A few weeks after arriving, his New Zealand girlfriend, Kayla, called him to say she was pregnant, and after enduring his mother's scolding, he prepared to be a father: he left England, left rugby, and sought employment back in Auckland. At 18 and a father of a newborn girl, Armani-Jade, he worked as a cashier at a Westpac bank branch, and his professional sports dreams seemed long forgotten.

He was lucky to have his friend Tim Nanai-Williams, also Samoan, his neighbor, who got him out of the house and encouraged him to play on a rugby-7 team. Aki had gained weight to over 110 kilos and, according to Nanai-Williams, "only dedicated himself to opening beers." But he started training, getting in shape, outperforming all his rivals, scoring tries. And at 20, Tana Umaga called him, the former All Blacks captain, then coach of Counties Manakau, a club in Auckland, to see if he wanted to pursue his dreams again. What to do?

The controversy over his naturalization

"I was at a crossroads because they offered me a salary, but it wasn't guaranteed. Maybe it only lasted one season. It helped me a lot that my boss at the bank, Kalo, the branch manager, encouraged me to play and assured me that if it didn't work out, I could return to my position," recalls Aki, who has never updated passbooks again. He soon caught the attention of the Chiefs, one of the best teams in New Zealand, and at 24, he returned to Europe with the Irish Connacht team.

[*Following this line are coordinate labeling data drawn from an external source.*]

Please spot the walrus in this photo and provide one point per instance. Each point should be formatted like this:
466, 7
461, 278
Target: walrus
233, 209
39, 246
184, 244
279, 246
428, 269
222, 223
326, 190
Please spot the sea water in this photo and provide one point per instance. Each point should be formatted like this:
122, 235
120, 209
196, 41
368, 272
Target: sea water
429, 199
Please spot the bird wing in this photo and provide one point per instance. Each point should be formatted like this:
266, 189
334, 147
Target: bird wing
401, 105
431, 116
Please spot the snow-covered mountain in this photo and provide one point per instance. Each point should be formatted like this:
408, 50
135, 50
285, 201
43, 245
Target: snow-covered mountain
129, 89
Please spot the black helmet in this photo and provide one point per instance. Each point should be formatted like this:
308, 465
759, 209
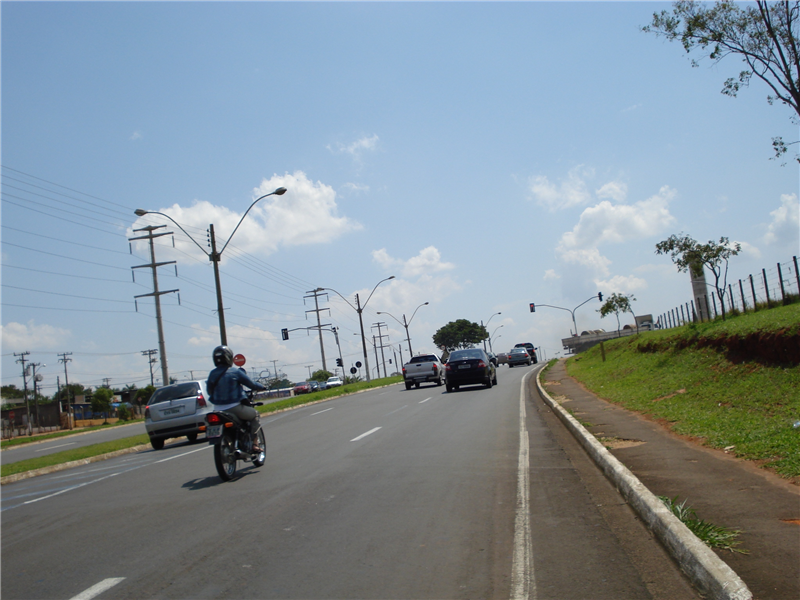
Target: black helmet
223, 357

It wasn't the best team in the Pro 12, the league that includes clubs from Ireland, Scotland, Wales, and Italy, and they offered him a home in Oranmore, a town of just 5,000 inhabitants near Galway, but he didn't care. His second daughter, Adrianna, had just been born, and he wanted to settle down. He secured a starting position at Connacht, won the Pro 12 the following season, and even became Irish, despite the controversy in the country.

"Calling him up for the national team is morally wrong, it takes the place of players born and raised in Ireland," proclaimed former international Neil Francis, one of his detractors. "There are people who are not happy, but I work hard for the team," Aki responded. Since playing for Ireland, he has won three Six Nations titles, including the last two, and now seeks the fourth. The worst, clearly, is over.